The EVER-LOCK 3U011 PUR is applied directly to the upper surface of the coreboard in the form of rows. The PUR beads are approximately 25 mm in length and are substantially uniformly spaced and linearly discontinuous preferably to establish a regularly spaced grid within the boundaries of the veneer. Automated application is preferred for dispensing approximately 20 grams of PUR per square foot of coreboard using, for example, preset Oest 1.5 mm nozzles (The Oest GmbH & Co. Maschinenbau KG of Freudenstadt, Germany). As illustrated in FIG. 3, the first row of beads form a discontinuous line of the curable resin where each bead is linearly separated by 7 mm. The layer 26 is applied to the top of the panel to create a surface bond of at least 60% coverage between the core 12 and veneer 28. The row of beads located proximate to the outside edge of the coreboard, corresponding to and overlying the groove, is recessed and parallelly disposed approximately 14 mm from that edge. Each of the twelve bead rows is spaced from the adjacent bead row by approximately 25 mm and the terminal beads are inset 7 mm from the upper and lower coreboard edges. The beads in a given row are separated by approximate 7 mm. The line closest to the tongue side edge portion of the coreboard is recessed from the coreboard edge by 12 mm.

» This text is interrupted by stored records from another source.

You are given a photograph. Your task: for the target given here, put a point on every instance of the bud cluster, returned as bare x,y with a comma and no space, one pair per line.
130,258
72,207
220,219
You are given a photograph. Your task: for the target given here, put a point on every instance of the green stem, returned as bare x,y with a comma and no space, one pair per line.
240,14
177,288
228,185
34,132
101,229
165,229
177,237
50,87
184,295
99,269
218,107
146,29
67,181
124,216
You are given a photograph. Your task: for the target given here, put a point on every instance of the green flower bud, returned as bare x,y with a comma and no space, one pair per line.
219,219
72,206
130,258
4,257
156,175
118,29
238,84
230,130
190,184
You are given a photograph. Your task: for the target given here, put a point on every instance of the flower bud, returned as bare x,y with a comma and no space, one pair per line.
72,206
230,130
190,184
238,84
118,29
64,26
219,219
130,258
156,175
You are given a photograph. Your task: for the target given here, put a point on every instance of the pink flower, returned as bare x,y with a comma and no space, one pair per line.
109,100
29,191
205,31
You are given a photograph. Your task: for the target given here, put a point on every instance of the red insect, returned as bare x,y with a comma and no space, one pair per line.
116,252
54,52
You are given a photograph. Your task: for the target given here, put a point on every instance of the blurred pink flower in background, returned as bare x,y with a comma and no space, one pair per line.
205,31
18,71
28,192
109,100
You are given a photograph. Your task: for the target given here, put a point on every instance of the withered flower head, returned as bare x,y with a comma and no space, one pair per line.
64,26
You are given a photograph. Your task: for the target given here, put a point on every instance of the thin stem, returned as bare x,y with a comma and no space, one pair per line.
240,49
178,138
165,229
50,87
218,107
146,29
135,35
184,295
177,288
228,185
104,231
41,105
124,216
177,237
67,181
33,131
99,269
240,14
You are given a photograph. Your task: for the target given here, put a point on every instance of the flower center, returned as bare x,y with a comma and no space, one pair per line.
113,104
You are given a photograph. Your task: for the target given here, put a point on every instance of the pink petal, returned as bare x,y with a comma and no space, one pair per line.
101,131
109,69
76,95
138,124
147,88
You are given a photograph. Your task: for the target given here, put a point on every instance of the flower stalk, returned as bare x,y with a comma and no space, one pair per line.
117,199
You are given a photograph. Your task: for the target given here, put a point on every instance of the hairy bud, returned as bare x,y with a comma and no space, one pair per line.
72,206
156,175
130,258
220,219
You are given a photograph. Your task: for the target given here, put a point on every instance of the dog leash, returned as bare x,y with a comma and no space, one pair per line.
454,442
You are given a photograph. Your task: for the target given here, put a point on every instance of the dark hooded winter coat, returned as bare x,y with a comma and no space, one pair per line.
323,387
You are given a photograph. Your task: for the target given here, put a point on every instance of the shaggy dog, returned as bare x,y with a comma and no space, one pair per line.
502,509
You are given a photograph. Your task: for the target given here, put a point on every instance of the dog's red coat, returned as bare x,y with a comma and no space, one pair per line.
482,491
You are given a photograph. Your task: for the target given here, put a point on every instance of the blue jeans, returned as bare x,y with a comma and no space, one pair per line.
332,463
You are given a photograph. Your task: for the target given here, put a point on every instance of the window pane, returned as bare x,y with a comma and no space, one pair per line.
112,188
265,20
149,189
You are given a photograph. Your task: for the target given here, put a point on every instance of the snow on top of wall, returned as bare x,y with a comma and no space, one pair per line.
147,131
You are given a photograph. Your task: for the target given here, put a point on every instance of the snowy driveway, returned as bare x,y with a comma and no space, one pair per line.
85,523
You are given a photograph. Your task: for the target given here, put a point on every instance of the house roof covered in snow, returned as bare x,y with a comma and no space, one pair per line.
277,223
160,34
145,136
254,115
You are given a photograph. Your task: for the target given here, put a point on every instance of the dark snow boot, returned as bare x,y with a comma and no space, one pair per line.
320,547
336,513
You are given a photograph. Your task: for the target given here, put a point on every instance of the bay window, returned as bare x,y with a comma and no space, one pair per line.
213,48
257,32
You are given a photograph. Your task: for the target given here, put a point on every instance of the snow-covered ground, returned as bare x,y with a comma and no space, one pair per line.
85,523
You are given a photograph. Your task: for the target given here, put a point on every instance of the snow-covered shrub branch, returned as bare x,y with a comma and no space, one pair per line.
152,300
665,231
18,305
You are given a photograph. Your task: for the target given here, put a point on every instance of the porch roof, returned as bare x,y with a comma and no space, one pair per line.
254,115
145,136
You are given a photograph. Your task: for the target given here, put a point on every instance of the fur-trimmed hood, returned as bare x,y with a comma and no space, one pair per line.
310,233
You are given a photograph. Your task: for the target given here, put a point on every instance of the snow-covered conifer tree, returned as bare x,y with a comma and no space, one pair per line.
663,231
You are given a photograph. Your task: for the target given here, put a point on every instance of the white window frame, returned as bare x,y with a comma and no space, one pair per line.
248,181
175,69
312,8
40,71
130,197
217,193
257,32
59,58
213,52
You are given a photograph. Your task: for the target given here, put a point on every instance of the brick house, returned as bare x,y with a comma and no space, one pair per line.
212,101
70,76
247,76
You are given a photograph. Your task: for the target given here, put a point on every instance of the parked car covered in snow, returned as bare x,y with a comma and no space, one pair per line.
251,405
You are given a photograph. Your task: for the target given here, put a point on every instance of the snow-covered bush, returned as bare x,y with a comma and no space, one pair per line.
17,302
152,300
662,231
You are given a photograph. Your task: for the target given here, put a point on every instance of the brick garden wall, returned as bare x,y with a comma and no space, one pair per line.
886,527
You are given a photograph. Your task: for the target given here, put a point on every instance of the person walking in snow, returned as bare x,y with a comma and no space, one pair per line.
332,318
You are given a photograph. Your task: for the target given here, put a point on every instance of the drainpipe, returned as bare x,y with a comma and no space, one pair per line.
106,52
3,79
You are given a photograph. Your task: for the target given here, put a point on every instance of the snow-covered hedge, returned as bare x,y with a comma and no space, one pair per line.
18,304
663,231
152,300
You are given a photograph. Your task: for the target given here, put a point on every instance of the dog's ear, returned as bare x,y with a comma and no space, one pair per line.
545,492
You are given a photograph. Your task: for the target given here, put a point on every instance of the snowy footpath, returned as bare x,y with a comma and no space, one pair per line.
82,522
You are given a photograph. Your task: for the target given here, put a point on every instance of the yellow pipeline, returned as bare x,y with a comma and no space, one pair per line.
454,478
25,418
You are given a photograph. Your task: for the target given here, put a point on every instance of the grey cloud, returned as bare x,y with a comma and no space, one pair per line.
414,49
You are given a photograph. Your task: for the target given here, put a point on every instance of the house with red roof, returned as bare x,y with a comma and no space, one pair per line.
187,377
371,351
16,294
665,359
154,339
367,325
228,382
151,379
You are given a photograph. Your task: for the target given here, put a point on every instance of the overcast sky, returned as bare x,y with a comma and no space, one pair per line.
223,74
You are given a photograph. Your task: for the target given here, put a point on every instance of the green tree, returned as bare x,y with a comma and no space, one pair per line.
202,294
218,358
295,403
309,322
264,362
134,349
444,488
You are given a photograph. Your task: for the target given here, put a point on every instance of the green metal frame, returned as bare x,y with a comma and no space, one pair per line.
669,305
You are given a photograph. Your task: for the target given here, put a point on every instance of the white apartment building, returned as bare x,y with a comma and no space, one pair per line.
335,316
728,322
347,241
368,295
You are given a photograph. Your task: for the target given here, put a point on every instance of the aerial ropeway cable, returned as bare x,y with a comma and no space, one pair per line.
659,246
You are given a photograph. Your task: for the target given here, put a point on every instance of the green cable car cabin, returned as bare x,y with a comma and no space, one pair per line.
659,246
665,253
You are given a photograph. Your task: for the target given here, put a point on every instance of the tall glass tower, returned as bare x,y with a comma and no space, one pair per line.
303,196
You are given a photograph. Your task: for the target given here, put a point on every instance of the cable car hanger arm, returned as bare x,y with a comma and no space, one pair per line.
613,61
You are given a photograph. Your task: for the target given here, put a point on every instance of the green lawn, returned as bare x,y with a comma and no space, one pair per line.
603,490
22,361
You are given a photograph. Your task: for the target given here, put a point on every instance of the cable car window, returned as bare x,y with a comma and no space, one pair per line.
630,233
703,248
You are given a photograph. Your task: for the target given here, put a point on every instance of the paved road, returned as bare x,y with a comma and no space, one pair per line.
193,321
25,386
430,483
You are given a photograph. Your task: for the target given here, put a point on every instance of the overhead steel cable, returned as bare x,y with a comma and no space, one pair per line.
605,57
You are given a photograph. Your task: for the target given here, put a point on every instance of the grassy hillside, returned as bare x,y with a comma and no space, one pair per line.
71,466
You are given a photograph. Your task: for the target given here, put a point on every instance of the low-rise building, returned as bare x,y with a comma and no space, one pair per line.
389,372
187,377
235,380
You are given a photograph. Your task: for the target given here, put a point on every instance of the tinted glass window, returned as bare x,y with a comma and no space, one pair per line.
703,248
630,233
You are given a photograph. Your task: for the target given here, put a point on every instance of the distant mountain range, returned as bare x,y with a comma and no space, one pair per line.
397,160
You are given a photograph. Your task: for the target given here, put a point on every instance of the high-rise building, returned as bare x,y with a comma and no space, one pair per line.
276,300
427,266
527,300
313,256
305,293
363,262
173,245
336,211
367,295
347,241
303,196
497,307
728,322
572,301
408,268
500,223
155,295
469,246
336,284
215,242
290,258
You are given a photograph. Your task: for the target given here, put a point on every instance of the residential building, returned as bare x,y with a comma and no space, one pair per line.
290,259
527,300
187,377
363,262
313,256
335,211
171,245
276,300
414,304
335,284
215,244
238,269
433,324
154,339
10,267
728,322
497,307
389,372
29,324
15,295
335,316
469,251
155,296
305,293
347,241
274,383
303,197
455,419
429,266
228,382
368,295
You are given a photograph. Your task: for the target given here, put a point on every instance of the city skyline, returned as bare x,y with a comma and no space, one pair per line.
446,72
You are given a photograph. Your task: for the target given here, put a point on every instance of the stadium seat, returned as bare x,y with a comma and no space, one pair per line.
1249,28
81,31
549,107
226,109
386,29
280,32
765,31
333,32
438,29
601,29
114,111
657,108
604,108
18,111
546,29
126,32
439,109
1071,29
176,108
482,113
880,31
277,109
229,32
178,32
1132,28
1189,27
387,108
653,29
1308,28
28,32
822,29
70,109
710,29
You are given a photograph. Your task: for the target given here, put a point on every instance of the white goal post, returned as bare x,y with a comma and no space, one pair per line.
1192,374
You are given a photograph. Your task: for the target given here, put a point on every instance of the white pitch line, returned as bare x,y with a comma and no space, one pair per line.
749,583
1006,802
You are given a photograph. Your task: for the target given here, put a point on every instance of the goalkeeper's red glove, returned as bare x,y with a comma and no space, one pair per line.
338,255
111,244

The PUR preferably possesses some flexibility to reduce risk of loss, particularly during transport and or handling damage to the finished veneer and or the bond of the finished veneer to the core. Compensating for some movement is also preferred to minimize damage associated with natural movement and substructure movement or deflection inherent in most building materials and design structures. In addition to possessing water resistance, PUR glue or adhesive should exhibit some elasticity/flexibility to allow the substrate panel to independently change in dimension or twist and or bend greater than 2 mm per lineal foot without severing or causing failure to the bond between the veneer and the panel.

Although described in the context of a ligneous backerboard, the invention is not intended to be so limited. An alternative backboard could be constructed from molded resin and the like. Furthermore, alternative bi-component adhesive combinations can be used subject to providing substantially similar performance characteristics described above.

From the foregoing, it should be readily appreciated that the inventive tiles/panels resulting from the use of this invention are sturdier and lighter than sheets of stone or ordinary tile. Moreover, due to the overall more rugged nature of the laminated products, the risk of damage is lessened.

Although the embodiments of the invention are disclosed in the forgoing specification, it is understood by those skilled in the art that many other modifications and embodiments of the invention will come to mind to which the invention pertains, having benefit of the teaching presented in the foregoing description and associated drawings. It is therefore understood that the invention is not limited to the specific embodiments disclosed herein, and that many modifications and other embodiments of the invention are intended to be included within the scope of the invention. Moreover, although specific terms are employed herein, they are used only in generic and descriptive sense, and not for the purposes of limiting the description invention.